- Tornayaz Location within Tatarstan
- Coordinates: 56°08′25″N 49°11′05″E﻿ / ﻿56.140168°N 49.184621°E
- Country: Russia
- Region: Tatarstan
- District: Vysokogorsky District
- Time zone: UTC+3:00

= Tornayaz =

Tornayaz (Торнаяз; Торнаяз) is a rural locality (a village) in Vysokogorsky District, Tatarstan, Russia. The population was 69 as of 2010.

== Geography ==
Tornayaz is located 26 km north of Vysokaya Gora, the district's administrative centre, and 53 km north of Kazan, the republic's capital, by road.

== History ==
The earliest known record of the settlement dates from the 17th century.
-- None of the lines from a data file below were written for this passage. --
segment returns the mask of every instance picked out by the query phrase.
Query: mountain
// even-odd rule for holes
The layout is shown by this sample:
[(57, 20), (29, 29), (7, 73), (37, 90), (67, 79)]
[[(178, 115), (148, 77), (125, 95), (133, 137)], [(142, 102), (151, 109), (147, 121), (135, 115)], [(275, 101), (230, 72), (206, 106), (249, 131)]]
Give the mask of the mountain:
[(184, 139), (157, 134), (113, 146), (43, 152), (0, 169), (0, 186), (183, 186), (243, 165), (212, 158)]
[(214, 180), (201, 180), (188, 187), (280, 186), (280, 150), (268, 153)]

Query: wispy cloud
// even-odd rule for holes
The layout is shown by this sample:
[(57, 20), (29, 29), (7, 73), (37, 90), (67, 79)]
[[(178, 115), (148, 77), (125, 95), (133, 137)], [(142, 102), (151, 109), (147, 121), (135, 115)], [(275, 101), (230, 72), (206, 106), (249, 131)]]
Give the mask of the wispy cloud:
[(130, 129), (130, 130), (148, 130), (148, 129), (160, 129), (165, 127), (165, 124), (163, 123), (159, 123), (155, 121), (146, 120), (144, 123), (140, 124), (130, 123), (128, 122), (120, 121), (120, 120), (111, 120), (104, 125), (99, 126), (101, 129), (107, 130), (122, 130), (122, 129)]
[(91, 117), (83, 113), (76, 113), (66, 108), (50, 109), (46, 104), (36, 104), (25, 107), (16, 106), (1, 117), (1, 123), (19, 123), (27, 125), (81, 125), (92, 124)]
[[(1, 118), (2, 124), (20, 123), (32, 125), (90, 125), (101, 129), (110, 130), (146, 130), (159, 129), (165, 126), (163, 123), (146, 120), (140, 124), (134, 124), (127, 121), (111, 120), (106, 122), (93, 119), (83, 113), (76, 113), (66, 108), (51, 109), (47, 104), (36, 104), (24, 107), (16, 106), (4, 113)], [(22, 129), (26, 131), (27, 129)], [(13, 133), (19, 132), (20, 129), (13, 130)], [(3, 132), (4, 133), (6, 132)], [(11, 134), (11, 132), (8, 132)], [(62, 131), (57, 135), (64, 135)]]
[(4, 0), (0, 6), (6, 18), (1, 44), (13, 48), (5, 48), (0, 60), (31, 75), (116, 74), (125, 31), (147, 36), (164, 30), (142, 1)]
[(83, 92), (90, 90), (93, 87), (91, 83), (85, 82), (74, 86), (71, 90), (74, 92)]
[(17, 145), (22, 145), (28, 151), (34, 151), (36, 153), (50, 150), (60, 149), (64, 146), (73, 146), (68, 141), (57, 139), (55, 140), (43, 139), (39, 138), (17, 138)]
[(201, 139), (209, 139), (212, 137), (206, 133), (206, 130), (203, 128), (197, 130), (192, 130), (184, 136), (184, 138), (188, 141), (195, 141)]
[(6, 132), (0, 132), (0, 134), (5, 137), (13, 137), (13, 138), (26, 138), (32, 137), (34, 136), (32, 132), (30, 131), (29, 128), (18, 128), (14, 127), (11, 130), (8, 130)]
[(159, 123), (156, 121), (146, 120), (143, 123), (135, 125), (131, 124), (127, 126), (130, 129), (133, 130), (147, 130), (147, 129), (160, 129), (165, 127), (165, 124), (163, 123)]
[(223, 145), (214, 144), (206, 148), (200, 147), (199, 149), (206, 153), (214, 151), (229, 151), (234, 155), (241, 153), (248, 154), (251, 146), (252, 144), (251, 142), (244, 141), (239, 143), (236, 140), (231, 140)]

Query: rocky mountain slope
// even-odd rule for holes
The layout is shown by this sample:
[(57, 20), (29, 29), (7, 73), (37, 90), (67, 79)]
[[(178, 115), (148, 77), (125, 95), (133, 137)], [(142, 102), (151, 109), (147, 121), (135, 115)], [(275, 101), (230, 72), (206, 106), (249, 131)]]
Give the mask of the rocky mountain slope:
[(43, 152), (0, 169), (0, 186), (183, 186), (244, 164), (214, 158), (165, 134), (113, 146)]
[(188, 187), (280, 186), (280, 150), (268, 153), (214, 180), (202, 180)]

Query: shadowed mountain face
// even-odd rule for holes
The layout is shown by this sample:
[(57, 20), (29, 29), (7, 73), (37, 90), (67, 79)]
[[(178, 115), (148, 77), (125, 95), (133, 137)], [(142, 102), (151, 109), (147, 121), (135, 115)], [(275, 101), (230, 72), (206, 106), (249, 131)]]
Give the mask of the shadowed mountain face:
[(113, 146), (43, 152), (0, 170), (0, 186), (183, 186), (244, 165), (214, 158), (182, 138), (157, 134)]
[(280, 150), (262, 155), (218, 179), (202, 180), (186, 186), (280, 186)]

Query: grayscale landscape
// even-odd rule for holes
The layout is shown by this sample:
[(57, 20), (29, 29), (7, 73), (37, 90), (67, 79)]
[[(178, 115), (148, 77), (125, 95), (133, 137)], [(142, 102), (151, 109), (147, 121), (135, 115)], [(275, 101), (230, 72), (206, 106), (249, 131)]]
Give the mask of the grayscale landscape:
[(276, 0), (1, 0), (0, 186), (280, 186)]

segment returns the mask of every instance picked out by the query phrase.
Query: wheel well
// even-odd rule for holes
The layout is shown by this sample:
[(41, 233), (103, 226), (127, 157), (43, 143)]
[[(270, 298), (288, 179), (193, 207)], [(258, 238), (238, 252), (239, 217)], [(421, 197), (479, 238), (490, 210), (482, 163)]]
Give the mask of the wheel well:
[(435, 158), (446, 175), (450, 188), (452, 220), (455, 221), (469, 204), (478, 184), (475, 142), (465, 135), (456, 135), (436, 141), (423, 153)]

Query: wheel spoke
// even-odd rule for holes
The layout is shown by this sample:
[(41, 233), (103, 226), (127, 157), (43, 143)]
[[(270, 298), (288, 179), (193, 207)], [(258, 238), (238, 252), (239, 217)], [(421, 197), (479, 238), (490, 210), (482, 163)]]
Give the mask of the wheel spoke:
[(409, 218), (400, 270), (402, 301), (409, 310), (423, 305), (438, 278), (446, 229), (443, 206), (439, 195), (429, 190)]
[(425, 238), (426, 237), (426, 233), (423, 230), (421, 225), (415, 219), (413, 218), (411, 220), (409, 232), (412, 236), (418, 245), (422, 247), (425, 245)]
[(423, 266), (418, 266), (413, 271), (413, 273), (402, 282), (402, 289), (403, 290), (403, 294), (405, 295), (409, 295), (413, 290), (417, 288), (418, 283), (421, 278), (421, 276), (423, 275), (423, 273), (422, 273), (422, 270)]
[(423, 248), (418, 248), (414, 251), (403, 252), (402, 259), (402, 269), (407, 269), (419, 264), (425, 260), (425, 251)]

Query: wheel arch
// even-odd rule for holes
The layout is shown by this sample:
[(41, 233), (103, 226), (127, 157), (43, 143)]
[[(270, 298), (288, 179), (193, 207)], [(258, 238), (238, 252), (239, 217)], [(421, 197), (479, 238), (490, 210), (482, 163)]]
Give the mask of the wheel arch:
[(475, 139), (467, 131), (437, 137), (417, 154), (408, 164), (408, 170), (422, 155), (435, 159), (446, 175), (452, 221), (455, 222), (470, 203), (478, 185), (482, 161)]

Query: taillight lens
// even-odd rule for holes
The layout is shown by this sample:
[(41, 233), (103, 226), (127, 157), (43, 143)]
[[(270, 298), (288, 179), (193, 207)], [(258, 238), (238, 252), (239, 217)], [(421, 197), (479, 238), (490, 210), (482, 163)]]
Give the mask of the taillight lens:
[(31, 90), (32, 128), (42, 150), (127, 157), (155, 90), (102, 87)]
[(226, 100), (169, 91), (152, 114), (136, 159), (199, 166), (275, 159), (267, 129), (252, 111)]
From the 18th century to the first half of the 19th century, the village's residents belonged to the social estate of state peasants.

By the beginning of the 20th century, the village had a mosque, a mekteb and two windmills.

Before the creation of the Tatar ASSR in 1920, it was part of Kazansky Uyezd of Kazan Governorate. From 1920, it was part of Arsk Canton; after the creation of districts in the Tatar ASSR (Tatarstan), it was located in Dubyazsky (1930–1963), Zelenodolsky (1963–1965) and Vysokogorsky districts.